• Monthly Archives: March 2024

The Glossary of Useful Words 24: ‘cachinnate’

March 16, 2024

Laughter is an almost unique human behavior/trait that is denoted in every language by a verb and its coordinate substantive. Some languages have at least two such verbs, the first being the neutral descriptor and the second describing the action to a higher degree. Thus Russian (Y-H-B’s native language) has the neutral verb smejat’sja but also the verb xoxotat’ ‘laugh uproariously’.
In English we also have a verb of the second type, cachinnate, which is largely unknown to the general speaking public. The two agentive substantives derived therefrom are cachinnator (male) and cachinnatrix (female), neither of which are in general use. They are very handy, nevertheless, as was proved to me this morning when I visited my Saturday Stammlokal for breakfast, The Little Rooster Café, in Manchester Center, Vermont. One of the servers, a woman named Michelle, who cachinnates habitually, did so several times today, and I was moved to say to her, “you’re quite a cachinnatrix!” At which she looked at me dumbfoundedly.


The Voiding of Literal Meaning through Overuse (‘absolutely’)

March 10, 2024

Certain words in all languages lose their original or literal meaning through overuse.
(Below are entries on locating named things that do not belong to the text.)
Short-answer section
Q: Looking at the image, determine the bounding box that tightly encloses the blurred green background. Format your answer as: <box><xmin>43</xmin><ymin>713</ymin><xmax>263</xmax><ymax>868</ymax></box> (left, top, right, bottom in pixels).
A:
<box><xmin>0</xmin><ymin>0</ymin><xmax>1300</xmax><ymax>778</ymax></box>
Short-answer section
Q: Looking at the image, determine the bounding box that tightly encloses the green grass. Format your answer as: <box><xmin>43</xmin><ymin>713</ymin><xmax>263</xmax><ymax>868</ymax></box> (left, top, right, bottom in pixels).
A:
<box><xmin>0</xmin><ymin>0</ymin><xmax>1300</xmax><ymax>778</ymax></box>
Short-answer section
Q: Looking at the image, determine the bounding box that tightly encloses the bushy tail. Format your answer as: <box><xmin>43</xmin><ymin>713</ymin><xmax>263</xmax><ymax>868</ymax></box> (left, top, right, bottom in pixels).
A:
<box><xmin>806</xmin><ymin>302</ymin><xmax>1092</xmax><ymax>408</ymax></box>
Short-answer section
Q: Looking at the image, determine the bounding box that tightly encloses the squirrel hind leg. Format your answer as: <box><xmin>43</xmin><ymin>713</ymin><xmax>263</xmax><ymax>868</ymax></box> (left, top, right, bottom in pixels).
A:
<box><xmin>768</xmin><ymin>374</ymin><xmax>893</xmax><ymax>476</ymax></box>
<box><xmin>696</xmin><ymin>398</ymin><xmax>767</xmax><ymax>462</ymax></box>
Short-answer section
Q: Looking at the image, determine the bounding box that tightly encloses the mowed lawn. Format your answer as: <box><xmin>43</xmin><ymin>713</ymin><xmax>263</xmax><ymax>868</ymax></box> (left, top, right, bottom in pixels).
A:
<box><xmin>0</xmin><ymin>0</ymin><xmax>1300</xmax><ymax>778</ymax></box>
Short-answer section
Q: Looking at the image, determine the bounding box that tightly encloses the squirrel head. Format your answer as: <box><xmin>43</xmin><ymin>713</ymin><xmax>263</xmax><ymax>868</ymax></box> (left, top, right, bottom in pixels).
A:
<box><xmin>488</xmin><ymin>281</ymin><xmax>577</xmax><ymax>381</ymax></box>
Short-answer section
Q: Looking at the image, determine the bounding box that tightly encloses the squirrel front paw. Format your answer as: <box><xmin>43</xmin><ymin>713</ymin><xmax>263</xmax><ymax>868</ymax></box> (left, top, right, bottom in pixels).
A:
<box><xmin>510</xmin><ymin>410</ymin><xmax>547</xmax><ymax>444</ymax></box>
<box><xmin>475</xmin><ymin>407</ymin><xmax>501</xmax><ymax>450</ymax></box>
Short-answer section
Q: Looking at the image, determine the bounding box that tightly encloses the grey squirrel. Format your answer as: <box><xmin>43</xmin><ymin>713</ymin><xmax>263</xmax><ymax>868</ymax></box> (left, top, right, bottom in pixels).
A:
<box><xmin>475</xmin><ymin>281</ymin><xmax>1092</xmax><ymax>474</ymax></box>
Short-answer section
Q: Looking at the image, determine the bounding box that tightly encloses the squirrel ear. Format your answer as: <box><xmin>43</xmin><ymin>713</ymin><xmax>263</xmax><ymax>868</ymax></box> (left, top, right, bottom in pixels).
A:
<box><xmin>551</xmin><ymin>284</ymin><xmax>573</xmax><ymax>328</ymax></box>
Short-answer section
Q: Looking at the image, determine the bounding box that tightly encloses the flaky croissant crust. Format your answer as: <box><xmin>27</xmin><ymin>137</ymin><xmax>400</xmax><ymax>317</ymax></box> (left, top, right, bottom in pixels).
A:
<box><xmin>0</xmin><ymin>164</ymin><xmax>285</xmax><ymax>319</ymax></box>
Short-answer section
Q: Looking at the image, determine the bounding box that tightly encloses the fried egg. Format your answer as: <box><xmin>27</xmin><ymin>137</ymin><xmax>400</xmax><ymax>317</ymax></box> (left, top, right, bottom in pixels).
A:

In contemporary American English no word meets this definition more closely than absolutely, which has become simply a vocable used for emphasis or affirmation, replacing words like yes, right, or such phrases as “you can say that again.” Another such word is great, as when a waitress asked a customer in my Sunday Stammlokal, Up for Breakfast, whether he would like a regular coffee rather than a flavored one, and he answered, “That would be great!”

As has been registered here before, absolutely as a habitual emphatic or affirmative is yet another example of American English’s tropism toward overstatement (i.e., linguistic hypertrophy). Tant pis!